I know mistymilo, her coat has grown so fast already - I can't wait til she has her full coat! You know I was saying about the tan appearing? Here are a couple of pics to show what I mean (hope you can see them ok), but this wasn't really visible when she was young...

Here you can see one the side of her face faintly and then also on her back leg:









And sorry about the bum shot on this one, but you can see all her tail feathers seem to be faint tan too!=









A couple of months ago she started growing her adult coat round her ruff/neck and then just down the centre of her back and then in the last month her whole coat has taken on the adult waviness and her feathers are really growing...they are so cute!!

Oenoke, was just looking at Skye's piccies and she is lovely, she has a really great coat...bet that keeps her warm in this weather!


----------



## cakıl (Dec 15, 2009)

she is gorgeous


----------



## mistymilo (Aug 4, 2008)

It will be interesting to see whether or not those tan points become any stronger as they are clearly visable


----------



## StBernardMummy (Jan 8, 2010)

Oooh I love Maggie she's Looovely :001_wub:


----------



## sequeena (Apr 30, 2009)

Ah bless there's my little girl stunning as ever :001_tt1:


----------



## Natik (Mar 9, 2008)

she is the nicest bc i have seen so far... really beautifull


----------



## kerrybramble (Jun 2, 2009)

oooo i doo love your Maggie, im sooooo jealous!!!!!!!!!!!!!! xx


----------



## katiefranke (Oct 6, 2008)

mistymilo said:


> It will be interesting to see whether or not those tan points become any stronger as they are clearly visable


Yeah I know that's what I was thinking...her main coat almost seems to have some other colours in it too...it isn't like Oenoke's Skye, or any other blue's I have seen...but her mum was a blue tri...so I guess could be from that.

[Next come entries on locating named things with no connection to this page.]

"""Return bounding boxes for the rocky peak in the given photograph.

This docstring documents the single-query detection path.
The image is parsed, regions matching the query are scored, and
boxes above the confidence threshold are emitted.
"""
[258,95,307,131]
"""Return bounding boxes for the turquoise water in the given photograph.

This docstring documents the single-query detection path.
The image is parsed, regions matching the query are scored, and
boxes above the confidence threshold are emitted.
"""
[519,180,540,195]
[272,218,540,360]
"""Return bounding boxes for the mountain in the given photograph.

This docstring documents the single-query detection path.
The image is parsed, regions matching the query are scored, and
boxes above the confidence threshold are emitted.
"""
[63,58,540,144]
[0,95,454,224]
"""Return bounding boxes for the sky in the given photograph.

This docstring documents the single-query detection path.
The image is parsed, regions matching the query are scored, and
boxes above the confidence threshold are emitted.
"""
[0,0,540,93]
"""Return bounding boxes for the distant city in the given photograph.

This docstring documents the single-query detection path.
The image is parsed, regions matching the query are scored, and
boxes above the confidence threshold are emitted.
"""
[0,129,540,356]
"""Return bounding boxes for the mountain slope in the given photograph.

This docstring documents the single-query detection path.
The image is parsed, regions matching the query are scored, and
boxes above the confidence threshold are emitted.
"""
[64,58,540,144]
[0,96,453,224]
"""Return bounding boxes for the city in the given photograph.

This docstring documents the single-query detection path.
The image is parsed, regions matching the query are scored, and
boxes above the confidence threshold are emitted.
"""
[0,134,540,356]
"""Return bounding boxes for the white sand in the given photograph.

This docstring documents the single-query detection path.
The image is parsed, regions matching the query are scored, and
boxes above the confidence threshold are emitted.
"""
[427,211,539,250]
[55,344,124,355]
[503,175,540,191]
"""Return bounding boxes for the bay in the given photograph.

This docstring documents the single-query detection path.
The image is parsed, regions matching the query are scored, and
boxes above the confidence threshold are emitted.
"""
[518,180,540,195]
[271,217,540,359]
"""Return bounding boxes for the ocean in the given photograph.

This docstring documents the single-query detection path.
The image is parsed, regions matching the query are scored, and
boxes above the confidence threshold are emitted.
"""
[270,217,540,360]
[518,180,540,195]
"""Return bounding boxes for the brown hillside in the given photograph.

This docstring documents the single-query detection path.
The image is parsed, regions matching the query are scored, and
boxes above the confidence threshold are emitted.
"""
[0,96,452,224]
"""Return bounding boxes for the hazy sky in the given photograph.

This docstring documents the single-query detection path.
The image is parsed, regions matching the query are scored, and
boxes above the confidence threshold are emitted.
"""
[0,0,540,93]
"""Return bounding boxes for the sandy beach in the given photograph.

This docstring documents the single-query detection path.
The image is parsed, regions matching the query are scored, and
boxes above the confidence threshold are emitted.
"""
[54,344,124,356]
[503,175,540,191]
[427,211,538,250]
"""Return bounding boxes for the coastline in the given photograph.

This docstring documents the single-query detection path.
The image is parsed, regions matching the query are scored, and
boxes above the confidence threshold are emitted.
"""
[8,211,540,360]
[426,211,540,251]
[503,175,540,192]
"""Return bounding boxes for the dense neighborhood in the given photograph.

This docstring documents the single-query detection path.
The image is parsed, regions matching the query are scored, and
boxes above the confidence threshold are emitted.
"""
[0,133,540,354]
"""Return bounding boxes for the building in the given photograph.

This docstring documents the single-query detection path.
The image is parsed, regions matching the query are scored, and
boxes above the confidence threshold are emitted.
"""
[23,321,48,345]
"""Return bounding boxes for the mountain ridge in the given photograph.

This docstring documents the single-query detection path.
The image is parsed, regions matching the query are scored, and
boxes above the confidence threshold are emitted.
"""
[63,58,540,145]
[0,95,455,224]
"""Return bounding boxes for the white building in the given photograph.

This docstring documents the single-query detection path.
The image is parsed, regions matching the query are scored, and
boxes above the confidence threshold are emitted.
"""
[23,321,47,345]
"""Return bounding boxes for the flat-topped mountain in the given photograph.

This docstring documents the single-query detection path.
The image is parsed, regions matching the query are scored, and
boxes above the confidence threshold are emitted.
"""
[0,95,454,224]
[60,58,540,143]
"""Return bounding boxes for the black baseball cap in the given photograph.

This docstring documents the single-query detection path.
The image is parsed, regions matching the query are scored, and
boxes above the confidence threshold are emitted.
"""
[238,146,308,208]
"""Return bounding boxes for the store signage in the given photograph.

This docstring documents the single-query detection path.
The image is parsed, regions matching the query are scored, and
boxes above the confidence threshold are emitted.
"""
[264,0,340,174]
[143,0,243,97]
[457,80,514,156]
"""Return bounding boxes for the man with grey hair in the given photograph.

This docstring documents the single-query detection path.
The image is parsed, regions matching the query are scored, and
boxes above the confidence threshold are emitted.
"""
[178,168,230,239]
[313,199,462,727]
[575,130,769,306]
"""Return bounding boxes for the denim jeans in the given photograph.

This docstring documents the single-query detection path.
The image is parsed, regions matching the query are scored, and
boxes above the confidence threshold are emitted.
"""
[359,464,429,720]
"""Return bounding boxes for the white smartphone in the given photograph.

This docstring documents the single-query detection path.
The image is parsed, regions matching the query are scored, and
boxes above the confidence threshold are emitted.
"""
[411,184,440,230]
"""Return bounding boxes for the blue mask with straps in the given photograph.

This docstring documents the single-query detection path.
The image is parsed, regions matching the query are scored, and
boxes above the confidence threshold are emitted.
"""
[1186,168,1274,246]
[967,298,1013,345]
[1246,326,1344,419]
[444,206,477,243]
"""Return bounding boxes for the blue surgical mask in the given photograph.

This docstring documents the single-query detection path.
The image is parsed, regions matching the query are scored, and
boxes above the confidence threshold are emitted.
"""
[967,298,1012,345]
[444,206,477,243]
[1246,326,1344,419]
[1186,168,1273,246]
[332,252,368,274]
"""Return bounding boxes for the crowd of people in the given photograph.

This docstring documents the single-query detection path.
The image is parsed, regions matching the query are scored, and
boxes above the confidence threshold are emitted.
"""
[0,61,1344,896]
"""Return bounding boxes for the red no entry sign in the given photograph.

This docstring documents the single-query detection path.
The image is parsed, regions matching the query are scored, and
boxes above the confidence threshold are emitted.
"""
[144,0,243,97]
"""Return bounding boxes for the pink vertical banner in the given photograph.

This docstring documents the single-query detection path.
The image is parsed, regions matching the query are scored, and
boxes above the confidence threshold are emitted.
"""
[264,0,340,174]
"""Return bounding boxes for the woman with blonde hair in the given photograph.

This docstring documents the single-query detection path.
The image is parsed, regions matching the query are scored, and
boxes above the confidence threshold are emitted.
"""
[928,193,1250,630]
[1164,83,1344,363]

This is her mum (blue tri standing up) & nan (blue & white laying down at front) and grt grt nan laying down at side...not quite sure which colour she is officially:









To be honest, all other blue & white's I had ever seen until then (and since actually) seem less brown though, more of a solid greyish colour, which I guess they should do really as they are diluted black?? hhhmmm 

...not that I mind, as I love her colour and all the colours...just curious as to what colour she will eventually be!!


----------



## katiefranke (Oct 6, 2008)

StBernardMummy said:


> Oooh I love Maggie she's Looovely :001_wub:





sequeena said:


> Ah bless there's my little girl stunning as ever :001_tt1:





Natik said:


> she is the nicest bc i have seen so far... really beautifull





kerrybramble said:


> oooo i doo love your Maggie, im sooooo jealous!!!!!!!!!!!!!! xx





cakıl;1297225 said:


> she is gorgeous


aawww, thank you guys... I am sure I will be boring you all with more soon enough!!


----------



## mistymilo (Aug 4, 2008)

She does appear to be darker than some blues, but not knowing how she will turn out at the moment makes her more unique 

Her family are gorgeous :001_tt1:


----------